Is There Evidence on Doulas?

Doulas are an important part of a woman’s birth experience. They improve birth outcomes, help the mother feel connected to her baby, and have been found to reduce the rate of cesarean delivery. But is there evidence to back up the use of doulas during childbirth? Let’s explore these questions to determine whether doulas should be considered a human right. And how can a doula help a mother in labor?

Doulas are a human right

Doulas support the mother’s social and physical needs during pregnancy, childbirth, and postpartum. They advocate for Black women in the healthcare system and help reduce maternal mortality and morbidity.

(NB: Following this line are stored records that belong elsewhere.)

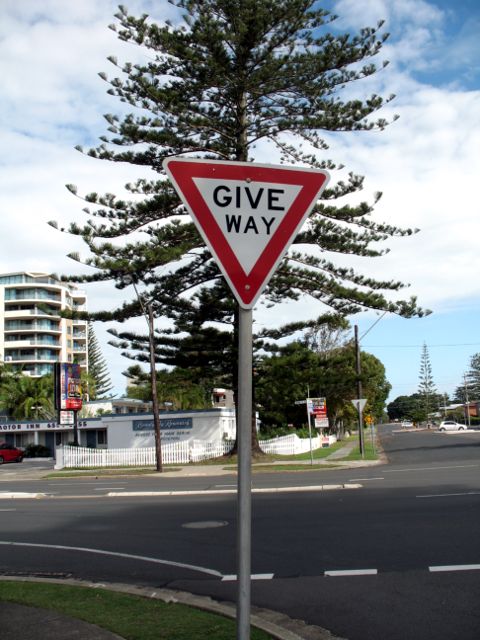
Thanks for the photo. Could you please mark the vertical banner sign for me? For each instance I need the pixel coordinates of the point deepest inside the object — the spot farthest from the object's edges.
(68, 387)
(248, 215)
(318, 409)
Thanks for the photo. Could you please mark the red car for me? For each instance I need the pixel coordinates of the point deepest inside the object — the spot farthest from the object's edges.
(9, 453)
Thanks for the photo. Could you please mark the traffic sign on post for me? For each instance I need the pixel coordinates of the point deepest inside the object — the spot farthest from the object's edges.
(359, 403)
(248, 214)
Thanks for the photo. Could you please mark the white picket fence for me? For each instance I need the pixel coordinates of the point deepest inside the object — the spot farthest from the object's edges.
(292, 444)
(175, 452)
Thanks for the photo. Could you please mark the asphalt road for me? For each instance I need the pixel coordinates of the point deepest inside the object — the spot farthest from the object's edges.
(396, 558)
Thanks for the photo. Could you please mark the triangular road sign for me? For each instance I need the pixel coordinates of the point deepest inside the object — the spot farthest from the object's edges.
(248, 214)
(359, 403)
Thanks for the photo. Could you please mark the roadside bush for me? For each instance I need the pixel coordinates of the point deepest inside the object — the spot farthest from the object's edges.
(37, 451)
(276, 432)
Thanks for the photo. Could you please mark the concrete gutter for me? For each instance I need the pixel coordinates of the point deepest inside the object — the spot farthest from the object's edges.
(278, 625)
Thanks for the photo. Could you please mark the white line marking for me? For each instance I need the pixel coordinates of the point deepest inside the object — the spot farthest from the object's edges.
(352, 572)
(254, 576)
(447, 495)
(115, 554)
(455, 567)
(457, 466)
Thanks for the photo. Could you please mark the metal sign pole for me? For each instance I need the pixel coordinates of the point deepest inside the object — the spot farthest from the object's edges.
(244, 500)
(309, 426)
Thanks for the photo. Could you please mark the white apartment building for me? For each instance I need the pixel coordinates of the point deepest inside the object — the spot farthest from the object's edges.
(33, 336)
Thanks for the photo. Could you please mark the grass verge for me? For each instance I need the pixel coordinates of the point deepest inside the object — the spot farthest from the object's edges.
(132, 617)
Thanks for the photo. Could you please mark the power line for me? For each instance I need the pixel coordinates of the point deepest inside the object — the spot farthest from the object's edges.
(419, 346)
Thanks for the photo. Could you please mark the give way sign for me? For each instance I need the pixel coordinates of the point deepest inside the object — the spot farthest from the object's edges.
(248, 214)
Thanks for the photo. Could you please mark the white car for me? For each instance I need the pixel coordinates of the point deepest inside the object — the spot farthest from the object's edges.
(451, 425)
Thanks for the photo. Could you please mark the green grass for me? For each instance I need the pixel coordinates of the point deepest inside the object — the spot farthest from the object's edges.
(132, 617)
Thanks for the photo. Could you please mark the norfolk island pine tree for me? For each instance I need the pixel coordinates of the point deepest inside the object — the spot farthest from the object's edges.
(231, 75)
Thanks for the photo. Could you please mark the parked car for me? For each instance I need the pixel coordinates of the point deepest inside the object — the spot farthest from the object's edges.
(9, 453)
(451, 425)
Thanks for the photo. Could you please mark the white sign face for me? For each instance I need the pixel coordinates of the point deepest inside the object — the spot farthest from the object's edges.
(247, 213)
(359, 403)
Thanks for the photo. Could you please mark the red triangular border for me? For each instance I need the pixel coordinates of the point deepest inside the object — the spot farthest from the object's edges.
(247, 288)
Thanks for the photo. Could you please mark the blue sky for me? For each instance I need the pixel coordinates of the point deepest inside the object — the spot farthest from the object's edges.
(426, 164)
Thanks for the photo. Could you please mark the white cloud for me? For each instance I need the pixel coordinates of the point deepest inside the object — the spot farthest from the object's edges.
(427, 163)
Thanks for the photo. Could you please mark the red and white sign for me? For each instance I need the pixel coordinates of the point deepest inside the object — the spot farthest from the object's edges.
(248, 214)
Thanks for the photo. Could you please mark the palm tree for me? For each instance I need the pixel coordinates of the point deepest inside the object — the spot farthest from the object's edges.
(26, 398)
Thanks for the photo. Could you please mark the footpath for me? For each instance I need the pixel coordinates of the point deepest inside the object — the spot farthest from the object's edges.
(43, 623)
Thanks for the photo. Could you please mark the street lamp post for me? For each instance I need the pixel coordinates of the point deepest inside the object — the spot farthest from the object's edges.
(148, 314)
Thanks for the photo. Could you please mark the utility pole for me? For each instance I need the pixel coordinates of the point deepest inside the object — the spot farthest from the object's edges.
(359, 393)
(148, 315)
(467, 401)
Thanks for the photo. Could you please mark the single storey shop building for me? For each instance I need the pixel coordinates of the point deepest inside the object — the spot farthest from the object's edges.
(124, 431)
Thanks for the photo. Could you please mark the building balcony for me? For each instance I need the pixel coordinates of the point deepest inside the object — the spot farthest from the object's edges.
(28, 313)
(24, 342)
(25, 327)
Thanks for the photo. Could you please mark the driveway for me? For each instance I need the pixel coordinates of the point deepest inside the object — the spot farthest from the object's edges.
(29, 469)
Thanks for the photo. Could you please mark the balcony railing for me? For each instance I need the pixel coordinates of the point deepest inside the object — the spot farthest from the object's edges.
(32, 326)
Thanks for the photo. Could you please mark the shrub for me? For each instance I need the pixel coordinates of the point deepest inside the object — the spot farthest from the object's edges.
(37, 451)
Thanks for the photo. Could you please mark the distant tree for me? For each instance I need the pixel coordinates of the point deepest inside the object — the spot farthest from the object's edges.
(470, 385)
(176, 389)
(413, 407)
(295, 370)
(426, 387)
(100, 383)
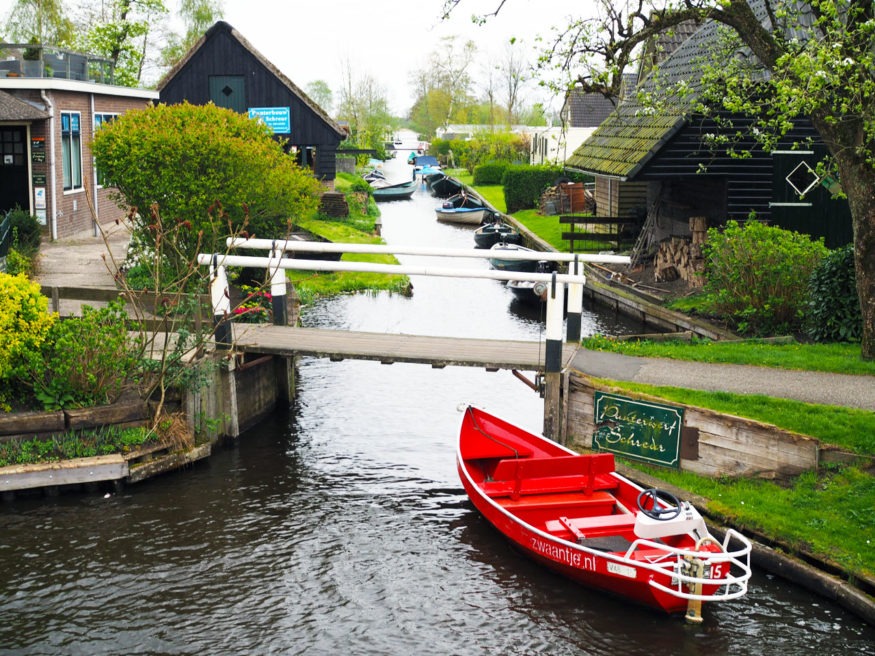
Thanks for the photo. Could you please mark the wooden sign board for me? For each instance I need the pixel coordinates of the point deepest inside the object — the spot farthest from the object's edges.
(642, 430)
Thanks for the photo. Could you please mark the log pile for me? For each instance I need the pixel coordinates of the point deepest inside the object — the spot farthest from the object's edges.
(681, 257)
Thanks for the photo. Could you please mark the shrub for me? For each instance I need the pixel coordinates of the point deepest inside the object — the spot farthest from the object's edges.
(523, 185)
(490, 173)
(25, 323)
(752, 275)
(86, 360)
(833, 304)
(26, 232)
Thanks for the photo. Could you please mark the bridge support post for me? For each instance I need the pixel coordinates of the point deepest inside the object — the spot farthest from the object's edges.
(278, 287)
(575, 304)
(553, 360)
(221, 301)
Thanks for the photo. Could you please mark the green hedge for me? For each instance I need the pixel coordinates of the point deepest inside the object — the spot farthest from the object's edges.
(523, 185)
(490, 173)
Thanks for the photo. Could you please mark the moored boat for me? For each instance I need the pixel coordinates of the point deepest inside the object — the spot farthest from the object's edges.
(491, 233)
(575, 514)
(400, 191)
(502, 263)
(466, 215)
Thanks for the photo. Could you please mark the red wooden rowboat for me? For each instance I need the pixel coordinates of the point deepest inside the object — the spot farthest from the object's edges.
(578, 516)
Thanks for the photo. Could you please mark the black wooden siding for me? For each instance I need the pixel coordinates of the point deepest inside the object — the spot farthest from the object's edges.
(751, 184)
(223, 55)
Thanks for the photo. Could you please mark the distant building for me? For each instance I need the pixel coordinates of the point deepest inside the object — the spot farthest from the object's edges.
(225, 69)
(51, 102)
(581, 114)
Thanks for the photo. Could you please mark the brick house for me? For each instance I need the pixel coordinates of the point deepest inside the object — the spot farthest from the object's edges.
(48, 116)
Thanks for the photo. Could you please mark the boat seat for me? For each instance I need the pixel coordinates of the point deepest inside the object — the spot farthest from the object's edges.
(515, 476)
(584, 524)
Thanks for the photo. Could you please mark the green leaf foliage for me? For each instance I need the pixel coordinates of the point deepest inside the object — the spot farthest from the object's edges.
(753, 275)
(210, 169)
(489, 173)
(833, 307)
(25, 323)
(523, 185)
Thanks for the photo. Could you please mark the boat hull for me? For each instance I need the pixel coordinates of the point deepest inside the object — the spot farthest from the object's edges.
(465, 215)
(491, 234)
(574, 516)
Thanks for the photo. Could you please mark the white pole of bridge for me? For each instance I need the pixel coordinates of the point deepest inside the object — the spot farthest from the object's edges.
(221, 301)
(575, 304)
(278, 287)
(553, 359)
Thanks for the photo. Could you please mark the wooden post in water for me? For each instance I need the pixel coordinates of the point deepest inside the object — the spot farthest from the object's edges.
(553, 360)
(284, 367)
(575, 303)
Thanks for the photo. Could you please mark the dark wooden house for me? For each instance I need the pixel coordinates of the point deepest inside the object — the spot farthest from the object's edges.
(224, 68)
(664, 162)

Women who receive continuous support during childbirth are more likely to have a spontaneous vaginal birth, experience fewer complications, and have shorter labor times than women who do not have doulas. They also reduce the number of women who need cesarean sections and have shorter labors.

They improve birth outcomes

Doulas are often asked, “Why do I need a doula?” The fact is that partners are not the only people who need emotional support during childbirth. While partners are intimately familiar with the woman giving birth, they also have many different roles to play, which may be exhausting, exciting, or terrifying. But doulas have been trained and have attended many births to know exactly what laboring couples need, and how best to provide it.

They help women feel connected

Doulas provide prenatal support and advocacy for new mothers. Research has shown that black women often feel disconnected from healthcare providers because of their race. This disconnect is compounded by the fact that the healthcare system is not as responsive to Black women’s concerns as it is to white women. This is exacerbated by the high rates of chronic health conditions in black women, which also contribute to higher risk of complications.

They reduce rates of cesarean delivery

In a population-based study, doulas reduce rates of cesarean birth by almost 40 percent. This reduction is particularly significant among preterm births, a condition that makes mothers more likely to have a cesarean delivery. The study included women with multiple gestations and those with suspected fetal macrosomia. But more research is needed to determine the precise causes of the reduction in cesarean births.

They reduce rates of postpartum depression

Doulas are trained in childbirth education and act as educators for new parents. According to a study by Mathematica, postpartum depression costs society $2.2 billion each year, with Black women suffering the greatest financial burdens. In addition, these problems are often stigmatized, so Black women are less likely to seek treatment. Doulas can detect the symptoms of postpartum depression early and refer clients to a psychologist for further evaluation.

They combat racism

One of the ways doulas combat racism is by offering nonclinical support to clients. A doula provides nonclinical support in childbirth through various means, such as counter pressure massage, hot and cold therapy, and touch. By providing support, doulas help women minimize the risk of mistreatment and advocate for their clients. A central element of anti-racist birthwork is time of intention care. This enables Black clients to receive care that is appropriate for their culture and experience, while minimizing the impact of racism on their families.